I've got bits of this working, but I'm running into a problem. Authentication is being handled by an external web single-sign-on service, so the only visibility to the ID of the logged in user is in a request variable. If I put audit logging in the model, through a callback, for example, I can be fairly sure that all data modifications are logged, but the model has no visibility to the request variables, so I can't log the user ID. This also ensures that changes to the state machine (currently using state_machine plugin) get logged.
If, on the other hand, I put the audit logging in the application controller, I lose the ability to be sure that all CRUD operations are logged (code in the Case model calling Subject.create, for example, wouldn't be logged). I also think that I'd lose state changes.
Is there a way to be sure that all CRUD operations are logged throughout the association tree such that the user ID of the logged in user is recorded?
CRUD operations must be logged, including what the operation was, who the actor was, and when the operation occurred
This can be addressed with an ActiveRecord::Callbacks and an attr_accessor field.
In any of the models that need to be logged add the following.
attr_accessor :modifier_id, :modifier
valiadate :valid_user
before_validate :populate_modifier
before_save :write_save_attempted_to_audit_log
after_save :write_save_completed_to_audit_log
def populate_modifier
self.modifier = User.find_by_id(modifier_id) unless modifier
end
def valid_user
unless modifier
errors.add(:modifiers_user_id, "Unknown user attempted to modify this record")
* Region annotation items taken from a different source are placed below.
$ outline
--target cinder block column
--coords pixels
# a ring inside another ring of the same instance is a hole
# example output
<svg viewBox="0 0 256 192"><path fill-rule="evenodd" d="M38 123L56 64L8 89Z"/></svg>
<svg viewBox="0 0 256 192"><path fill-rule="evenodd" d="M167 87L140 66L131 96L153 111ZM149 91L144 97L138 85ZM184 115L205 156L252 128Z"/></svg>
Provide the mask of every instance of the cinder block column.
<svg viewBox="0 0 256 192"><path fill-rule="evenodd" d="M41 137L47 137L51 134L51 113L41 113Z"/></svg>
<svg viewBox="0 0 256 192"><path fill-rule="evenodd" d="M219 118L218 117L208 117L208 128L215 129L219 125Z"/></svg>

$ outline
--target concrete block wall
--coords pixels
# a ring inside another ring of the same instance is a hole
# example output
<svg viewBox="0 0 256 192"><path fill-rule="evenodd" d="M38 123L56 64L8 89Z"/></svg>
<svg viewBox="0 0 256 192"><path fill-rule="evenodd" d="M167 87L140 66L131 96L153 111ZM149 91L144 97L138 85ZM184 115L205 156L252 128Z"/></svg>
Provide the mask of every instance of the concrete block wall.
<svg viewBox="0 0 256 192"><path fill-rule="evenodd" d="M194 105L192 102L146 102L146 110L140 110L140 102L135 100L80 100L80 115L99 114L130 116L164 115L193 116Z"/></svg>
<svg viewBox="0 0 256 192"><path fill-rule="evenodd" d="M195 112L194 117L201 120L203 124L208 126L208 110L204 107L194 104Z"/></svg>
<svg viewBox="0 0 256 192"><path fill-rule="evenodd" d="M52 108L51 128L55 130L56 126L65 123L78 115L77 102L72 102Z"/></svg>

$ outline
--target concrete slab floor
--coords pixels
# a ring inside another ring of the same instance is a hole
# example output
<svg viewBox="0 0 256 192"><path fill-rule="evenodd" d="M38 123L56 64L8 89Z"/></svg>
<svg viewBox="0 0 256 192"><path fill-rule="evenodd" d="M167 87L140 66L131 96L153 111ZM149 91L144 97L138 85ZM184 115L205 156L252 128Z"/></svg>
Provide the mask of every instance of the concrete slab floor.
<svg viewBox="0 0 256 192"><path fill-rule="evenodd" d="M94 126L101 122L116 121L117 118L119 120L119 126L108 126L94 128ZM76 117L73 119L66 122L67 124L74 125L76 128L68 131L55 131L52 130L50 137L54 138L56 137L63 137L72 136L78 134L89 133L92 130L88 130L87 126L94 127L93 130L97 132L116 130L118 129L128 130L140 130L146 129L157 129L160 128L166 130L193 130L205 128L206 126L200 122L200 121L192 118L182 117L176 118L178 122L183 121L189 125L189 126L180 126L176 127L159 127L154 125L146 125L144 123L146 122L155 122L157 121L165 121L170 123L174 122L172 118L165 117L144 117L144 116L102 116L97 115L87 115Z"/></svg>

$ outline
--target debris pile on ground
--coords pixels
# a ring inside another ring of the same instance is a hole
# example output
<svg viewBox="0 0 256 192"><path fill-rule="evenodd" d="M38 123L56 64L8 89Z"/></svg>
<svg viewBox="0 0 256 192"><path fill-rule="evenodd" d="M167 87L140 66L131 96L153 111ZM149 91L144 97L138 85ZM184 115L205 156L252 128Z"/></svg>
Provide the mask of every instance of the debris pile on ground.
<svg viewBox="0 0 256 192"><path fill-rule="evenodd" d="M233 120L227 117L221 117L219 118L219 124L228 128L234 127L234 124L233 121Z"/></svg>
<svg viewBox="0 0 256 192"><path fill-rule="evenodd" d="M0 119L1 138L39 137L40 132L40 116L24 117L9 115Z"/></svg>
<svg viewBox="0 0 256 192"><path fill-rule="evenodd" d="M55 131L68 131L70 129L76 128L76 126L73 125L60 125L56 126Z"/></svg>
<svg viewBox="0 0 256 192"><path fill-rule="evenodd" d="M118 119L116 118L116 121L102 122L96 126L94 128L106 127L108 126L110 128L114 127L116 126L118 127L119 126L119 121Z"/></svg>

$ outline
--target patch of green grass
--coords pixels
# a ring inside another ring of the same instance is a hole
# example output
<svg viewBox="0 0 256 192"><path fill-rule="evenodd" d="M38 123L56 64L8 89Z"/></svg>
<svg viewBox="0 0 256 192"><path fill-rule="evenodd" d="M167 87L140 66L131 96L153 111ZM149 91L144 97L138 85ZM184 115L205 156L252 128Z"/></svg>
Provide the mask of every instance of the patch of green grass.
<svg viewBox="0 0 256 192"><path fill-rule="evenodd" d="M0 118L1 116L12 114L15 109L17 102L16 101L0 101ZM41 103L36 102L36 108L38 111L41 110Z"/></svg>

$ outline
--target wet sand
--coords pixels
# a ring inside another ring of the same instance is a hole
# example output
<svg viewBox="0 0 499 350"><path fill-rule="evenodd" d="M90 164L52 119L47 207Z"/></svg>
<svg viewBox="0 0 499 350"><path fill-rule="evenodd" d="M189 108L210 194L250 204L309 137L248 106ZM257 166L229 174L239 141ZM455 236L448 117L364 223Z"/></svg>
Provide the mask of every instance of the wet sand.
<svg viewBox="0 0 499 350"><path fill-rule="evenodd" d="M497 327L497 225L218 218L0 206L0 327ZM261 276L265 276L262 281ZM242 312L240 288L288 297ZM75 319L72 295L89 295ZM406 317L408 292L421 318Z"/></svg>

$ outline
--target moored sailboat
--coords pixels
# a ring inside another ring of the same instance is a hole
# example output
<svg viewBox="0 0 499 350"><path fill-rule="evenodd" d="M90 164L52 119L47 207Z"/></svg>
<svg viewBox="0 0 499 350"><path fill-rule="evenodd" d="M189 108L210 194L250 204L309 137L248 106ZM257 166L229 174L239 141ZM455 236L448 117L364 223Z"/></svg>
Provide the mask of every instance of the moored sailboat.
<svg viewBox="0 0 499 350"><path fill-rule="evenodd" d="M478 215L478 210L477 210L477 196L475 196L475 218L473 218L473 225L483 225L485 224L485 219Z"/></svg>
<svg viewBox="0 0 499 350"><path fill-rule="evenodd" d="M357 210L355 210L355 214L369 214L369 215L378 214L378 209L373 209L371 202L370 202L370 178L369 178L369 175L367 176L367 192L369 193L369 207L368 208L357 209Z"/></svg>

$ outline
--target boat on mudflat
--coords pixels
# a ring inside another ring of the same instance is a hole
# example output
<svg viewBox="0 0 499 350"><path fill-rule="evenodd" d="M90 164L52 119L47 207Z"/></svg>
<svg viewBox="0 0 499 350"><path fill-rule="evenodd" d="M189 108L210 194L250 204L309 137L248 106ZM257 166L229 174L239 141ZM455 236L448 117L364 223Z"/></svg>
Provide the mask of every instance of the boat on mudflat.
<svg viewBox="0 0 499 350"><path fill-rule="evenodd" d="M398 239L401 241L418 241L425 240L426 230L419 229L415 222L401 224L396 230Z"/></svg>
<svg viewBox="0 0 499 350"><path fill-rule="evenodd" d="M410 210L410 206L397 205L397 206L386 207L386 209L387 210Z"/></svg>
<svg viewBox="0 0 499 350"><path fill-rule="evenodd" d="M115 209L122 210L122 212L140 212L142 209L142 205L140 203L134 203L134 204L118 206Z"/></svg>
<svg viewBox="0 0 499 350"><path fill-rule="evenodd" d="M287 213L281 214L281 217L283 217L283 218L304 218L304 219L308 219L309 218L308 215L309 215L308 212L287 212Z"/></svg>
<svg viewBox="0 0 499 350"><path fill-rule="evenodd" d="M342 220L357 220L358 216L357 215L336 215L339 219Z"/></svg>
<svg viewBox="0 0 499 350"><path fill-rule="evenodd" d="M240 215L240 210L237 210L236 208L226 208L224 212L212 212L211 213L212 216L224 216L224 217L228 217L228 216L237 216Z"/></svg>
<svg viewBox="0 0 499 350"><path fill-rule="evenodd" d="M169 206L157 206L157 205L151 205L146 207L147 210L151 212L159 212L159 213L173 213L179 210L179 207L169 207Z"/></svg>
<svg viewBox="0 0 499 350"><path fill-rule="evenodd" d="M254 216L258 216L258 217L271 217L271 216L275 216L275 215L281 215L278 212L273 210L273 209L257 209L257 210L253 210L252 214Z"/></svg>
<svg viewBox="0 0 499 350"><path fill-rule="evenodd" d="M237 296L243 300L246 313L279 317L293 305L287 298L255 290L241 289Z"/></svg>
write_unauthorized_modification_to_audit_log
end
end
def write_save_attempted_to_audit_log
# announce that user is attempting to save a record with timestamp to audit log
# use ActiveRecord::Dirty.changes to show the change the might be made
end
def write_save_competed_to_audit_log
# announce that user has successfully changed the record with timestamp to audit log
end
def write_unauthorized_modification
# announce that a change was attempted without a user
end
Because you're likely to use this in a few models you can abstract it into a plugin, and add it only with needed with a method call like audit_changes. See any of the acts_as plugins for inspiration on how to accomplish this.
In the controllers you will need to remember to add #thing.modifier = #current_user before attempting to save.
There needs to be some way to validate the data (i.e. recording MD5 checksums of records)
As for a checksum... of an operation? You could override inspect to print a string containing all the information in the record in a consistent fashion and then generate a checksum for that. While you're at it, might as well add it to the to the audit log as part of the writing to log methods.
Some data should be write-once (i.e. the app can create an audit log entry, but that log cannot be edited or deleted from within the application thereafter)
Write each access log as a separate file with a deterministic name ("/logs/audits/#{class}/#{id}/#{timestamp}") and remove the write permission once it's saved. File.chmod(0555, access_log_file)
Changes to associated objects probably should be logged throughout the nesting. For example, adding a CustodyLog to a piece of Evidence should have a log for itself, a log for it's Evidence, and a log for the parent Case. This is to ensure that the last update timestamp for the Case accurately reflects the real last update, and not just the last time that the Case model data itself changed.
As for the 4th requirement. That will automatically get rolled into my solution for the first if you use accepts_nested_attributes_for on any of your nested relationships. And :autosave => true for belongs_to relationships.
If you're saving checksums into audit logs, you can roll a check into the before_save method to ensure the object you're working on, was has not been tampered with. Just by checking the latest audit log for the object and matching up the checksums.